Goldsmith, it should be emphasized, has described himself as not being especially concerned with civil liberties. Yet he found it necessary to resign after only 10 months on the job. The same story can be told of other officials—Jim Comey, John Ashcroft himself—who were hardly left-wingers, but who ultimately were unable to stomach the Bush administration’s cavalier disregard for the constitution. The only people who are still in the White House at this point are people who weren’t disturbed by the president’s theory that he can pretty much do whatever he wants regardless of what Congress or the Supreme Court say. Why on Earth would Congress want to encourage this kind of behavior by giving the executive branch even more power to spy on Americans without court oversight?
I think I’ve made this point before, but it’s worth making again:
Two months after insisting that they would roll back broad eavesdropping powers won by the Bush administration, Democrats in Congress appear ready to make concessions that could extend some crucial powers given to the National Security Agency.
Administration officials say they are confident they will win approval of the broadened authority that they secured temporarily in August as Congress rushed toward recess. Some Democratic officials concede that they may not come up with enough votes to stop approval.
This isn’t how Congress works, and a reporter from the
New York Times should know better. If the leadership of the majority party in Congress doesn’t want a particular piece of legislation to come to the floor, it’s extraordinarily difficult for other members of Congress to bring it to the floor. As I understand it, the primary mechanism in the House is a discharge petition, which requires the signatures of the majority of members of Congress. According to Wikipedia, only 47 piece of legislation have received the required majority in the last 70 years, and only two of those have become law. In other words, by and large if the leadership doesn’t want a piece of legislation to move, it doesn’t move.

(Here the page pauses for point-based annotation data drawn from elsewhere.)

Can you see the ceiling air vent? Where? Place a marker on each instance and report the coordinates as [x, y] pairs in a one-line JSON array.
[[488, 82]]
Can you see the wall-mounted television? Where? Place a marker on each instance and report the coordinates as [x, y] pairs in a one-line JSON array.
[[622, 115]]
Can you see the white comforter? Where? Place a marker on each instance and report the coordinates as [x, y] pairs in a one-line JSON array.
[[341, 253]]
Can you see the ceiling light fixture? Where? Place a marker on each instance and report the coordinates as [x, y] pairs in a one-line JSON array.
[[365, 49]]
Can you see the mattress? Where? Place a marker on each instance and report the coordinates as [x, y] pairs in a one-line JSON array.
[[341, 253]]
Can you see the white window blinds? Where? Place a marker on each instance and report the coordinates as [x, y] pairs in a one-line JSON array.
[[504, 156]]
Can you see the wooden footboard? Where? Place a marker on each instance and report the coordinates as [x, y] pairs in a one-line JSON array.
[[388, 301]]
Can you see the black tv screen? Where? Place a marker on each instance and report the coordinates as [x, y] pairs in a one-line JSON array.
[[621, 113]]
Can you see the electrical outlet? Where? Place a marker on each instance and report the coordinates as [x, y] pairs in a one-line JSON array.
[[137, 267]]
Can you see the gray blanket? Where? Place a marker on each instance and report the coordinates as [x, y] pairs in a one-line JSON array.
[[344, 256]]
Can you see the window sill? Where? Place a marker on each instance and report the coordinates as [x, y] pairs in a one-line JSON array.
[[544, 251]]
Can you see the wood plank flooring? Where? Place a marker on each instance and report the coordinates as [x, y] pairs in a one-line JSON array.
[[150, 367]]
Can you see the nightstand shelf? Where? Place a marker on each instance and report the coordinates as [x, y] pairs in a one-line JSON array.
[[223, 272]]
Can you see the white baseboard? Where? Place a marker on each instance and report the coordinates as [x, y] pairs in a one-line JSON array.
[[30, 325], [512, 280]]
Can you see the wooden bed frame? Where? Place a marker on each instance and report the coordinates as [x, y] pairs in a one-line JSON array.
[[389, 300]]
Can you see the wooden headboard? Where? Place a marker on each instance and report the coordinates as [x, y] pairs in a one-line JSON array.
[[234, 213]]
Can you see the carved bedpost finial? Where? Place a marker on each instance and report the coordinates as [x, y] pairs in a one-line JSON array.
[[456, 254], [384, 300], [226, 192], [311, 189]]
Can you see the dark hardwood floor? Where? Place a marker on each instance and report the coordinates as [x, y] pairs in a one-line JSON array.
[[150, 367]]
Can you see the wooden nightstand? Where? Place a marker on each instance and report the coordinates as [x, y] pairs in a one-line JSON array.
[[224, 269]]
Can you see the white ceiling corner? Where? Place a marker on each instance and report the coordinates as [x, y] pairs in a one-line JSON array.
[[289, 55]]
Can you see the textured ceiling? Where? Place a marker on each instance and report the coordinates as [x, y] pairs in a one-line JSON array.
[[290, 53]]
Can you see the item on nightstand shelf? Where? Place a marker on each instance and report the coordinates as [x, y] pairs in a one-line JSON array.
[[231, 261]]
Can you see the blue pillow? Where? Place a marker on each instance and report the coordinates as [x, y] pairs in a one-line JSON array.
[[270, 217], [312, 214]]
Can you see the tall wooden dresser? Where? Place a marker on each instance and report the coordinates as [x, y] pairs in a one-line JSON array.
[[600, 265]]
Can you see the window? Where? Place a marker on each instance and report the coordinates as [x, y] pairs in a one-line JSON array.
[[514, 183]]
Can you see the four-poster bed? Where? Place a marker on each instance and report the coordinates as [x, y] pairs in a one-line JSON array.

And then there’s the Senate, where in addition to the usual prerogatives of leadership, any 41 members of the Senate can stop legislation with a filibuster. I find it extraordinarily hard to believe that the Democratic leadership couldn’t find at least one of these mechanisms to stop a bad FISA bill. The more likely explanation is that the leadership simply doesn’t consider this issue important enough to risk giving Republicans a campaign issue next year. Which is fine; that’s the sort of political calculation the congressional leadership is supposed to make. But if that’s what’s going on, then reporters should call a spade a spade, and not let the leadership get away with making lame excuses.